3 replies on “Harvey P. Weingarten – Experiential education: Let there be evidence”

Experiential education is not a new idea in Canadian post-secondary education. Experiential education has been a defining characteristic of college programs since their founding. Colleges are experts at this form of education, and they do it with less funding than universities get for conventional academic education. The most efficient and economical way of increasing experiential education in Ontario would be to allow and support an increase in the number of baccalaureate programs offered by the colleges. This would be a more sensible approach than trying to get universities to do less of what they are excellent at doing (what Flexner said “they and only they” can do), so that they can do more of what they have neither experience nor interest in doing.

Every student that enters into post-secondary education seeks a job when they graduate. The reality of work is far better learned while in school versus once they graduate. I am the Manager of a Co-op/Internship program at the University of Regina and I can tell you, our students find employment upon graduation much easier than those who choose not to participate, regardless of their respective work term experience. The reality of work, the bridge between academia and the work world, is an experience best discovered early in a student’s chosen degree path.
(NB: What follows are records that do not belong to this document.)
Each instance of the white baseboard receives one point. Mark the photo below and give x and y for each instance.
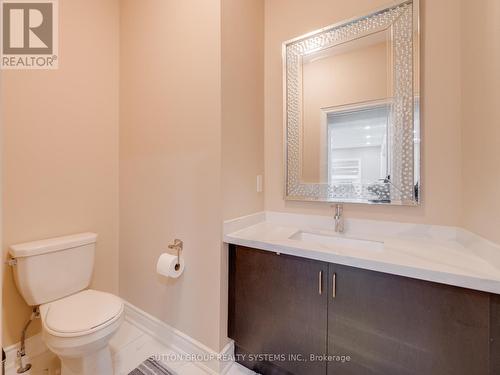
(213, 362)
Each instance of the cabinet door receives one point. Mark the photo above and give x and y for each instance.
(395, 325)
(278, 307)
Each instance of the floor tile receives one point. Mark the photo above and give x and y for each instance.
(237, 369)
(130, 356)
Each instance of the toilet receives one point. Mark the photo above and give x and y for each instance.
(77, 322)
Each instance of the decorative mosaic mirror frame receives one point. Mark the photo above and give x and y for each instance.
(402, 19)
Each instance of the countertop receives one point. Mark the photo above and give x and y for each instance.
(440, 254)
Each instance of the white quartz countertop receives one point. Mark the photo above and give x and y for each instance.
(445, 255)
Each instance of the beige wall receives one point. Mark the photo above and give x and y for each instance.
(242, 105)
(60, 148)
(481, 116)
(170, 160)
(336, 80)
(441, 177)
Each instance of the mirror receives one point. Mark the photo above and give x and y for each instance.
(352, 110)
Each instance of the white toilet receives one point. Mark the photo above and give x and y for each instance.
(77, 323)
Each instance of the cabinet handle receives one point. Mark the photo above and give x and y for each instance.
(334, 285)
(320, 282)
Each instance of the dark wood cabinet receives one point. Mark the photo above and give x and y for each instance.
(278, 306)
(355, 321)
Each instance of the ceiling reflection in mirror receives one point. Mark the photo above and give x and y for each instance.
(352, 131)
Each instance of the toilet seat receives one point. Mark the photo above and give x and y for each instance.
(81, 314)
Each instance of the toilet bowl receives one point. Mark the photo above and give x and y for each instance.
(78, 329)
(77, 323)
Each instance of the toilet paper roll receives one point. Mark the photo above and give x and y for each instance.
(167, 265)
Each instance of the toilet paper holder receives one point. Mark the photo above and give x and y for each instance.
(177, 246)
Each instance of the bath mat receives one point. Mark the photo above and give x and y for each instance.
(151, 366)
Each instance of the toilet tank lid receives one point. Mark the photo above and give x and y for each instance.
(52, 244)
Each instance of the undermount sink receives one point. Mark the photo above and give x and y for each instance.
(337, 241)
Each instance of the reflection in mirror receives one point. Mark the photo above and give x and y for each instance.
(352, 110)
(338, 87)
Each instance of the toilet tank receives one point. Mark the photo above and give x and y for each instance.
(51, 269)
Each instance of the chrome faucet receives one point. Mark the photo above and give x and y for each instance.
(339, 218)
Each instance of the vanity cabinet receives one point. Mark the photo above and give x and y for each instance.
(278, 306)
(354, 321)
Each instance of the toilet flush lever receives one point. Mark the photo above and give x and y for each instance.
(11, 262)
(177, 246)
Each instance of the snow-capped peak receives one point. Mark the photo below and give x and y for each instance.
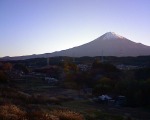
(111, 35)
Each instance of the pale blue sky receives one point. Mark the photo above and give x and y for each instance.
(44, 26)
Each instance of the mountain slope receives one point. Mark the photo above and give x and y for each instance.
(109, 44)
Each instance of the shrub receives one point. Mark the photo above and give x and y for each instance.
(67, 115)
(11, 112)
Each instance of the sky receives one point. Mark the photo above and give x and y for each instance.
(43, 26)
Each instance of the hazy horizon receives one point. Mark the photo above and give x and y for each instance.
(34, 27)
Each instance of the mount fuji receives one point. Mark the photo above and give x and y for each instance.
(109, 44)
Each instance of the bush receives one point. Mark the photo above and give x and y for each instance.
(11, 112)
(67, 115)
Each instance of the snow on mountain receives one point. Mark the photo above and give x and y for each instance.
(109, 44)
(111, 35)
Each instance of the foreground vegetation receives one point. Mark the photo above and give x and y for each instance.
(25, 95)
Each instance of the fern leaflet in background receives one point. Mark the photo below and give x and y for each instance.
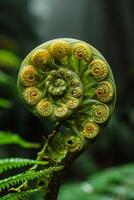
(112, 184)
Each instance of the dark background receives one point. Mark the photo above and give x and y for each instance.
(108, 26)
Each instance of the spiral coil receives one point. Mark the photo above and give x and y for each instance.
(68, 80)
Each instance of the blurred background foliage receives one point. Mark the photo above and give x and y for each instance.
(107, 25)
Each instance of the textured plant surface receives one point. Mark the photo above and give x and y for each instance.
(70, 83)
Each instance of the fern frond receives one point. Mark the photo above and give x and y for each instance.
(28, 175)
(12, 163)
(21, 195)
(11, 138)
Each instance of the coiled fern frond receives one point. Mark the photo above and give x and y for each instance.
(13, 163)
(70, 83)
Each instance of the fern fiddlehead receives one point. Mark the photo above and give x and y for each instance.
(70, 83)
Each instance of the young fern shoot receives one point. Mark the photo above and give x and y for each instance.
(70, 83)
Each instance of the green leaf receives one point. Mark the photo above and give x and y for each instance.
(9, 59)
(111, 184)
(10, 138)
(12, 181)
(12, 163)
(4, 103)
(21, 195)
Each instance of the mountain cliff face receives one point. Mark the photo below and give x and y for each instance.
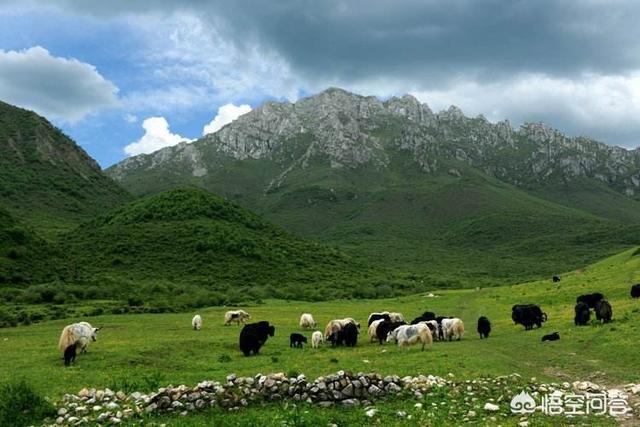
(402, 186)
(346, 130)
(45, 177)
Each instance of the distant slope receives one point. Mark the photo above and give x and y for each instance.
(45, 177)
(455, 200)
(24, 257)
(192, 236)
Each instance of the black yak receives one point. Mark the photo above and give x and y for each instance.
(604, 311)
(528, 315)
(551, 337)
(296, 340)
(583, 314)
(484, 327)
(254, 335)
(590, 299)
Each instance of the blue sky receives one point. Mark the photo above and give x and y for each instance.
(125, 77)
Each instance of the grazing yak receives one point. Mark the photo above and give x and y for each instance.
(385, 327)
(196, 322)
(347, 336)
(306, 321)
(452, 329)
(551, 337)
(69, 355)
(238, 316)
(528, 315)
(373, 329)
(583, 314)
(79, 335)
(337, 324)
(378, 316)
(407, 335)
(439, 320)
(484, 327)
(254, 335)
(424, 317)
(590, 299)
(603, 311)
(316, 339)
(296, 340)
(433, 327)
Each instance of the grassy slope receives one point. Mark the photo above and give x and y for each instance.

Experiential learning is indeed important. Ask college students and many will answer that the “hands-on” aspect of education — which takes many forms — is something they very much value. At the same time, they also value interaction — with other students and particularly with professors. We need to invest in experiential learning, but if we do so at the expense of this aspect of education, we might find that we gain in one respect but lose in another. To the “let there be evidence” call, we should add “let there be balance” in how we design education.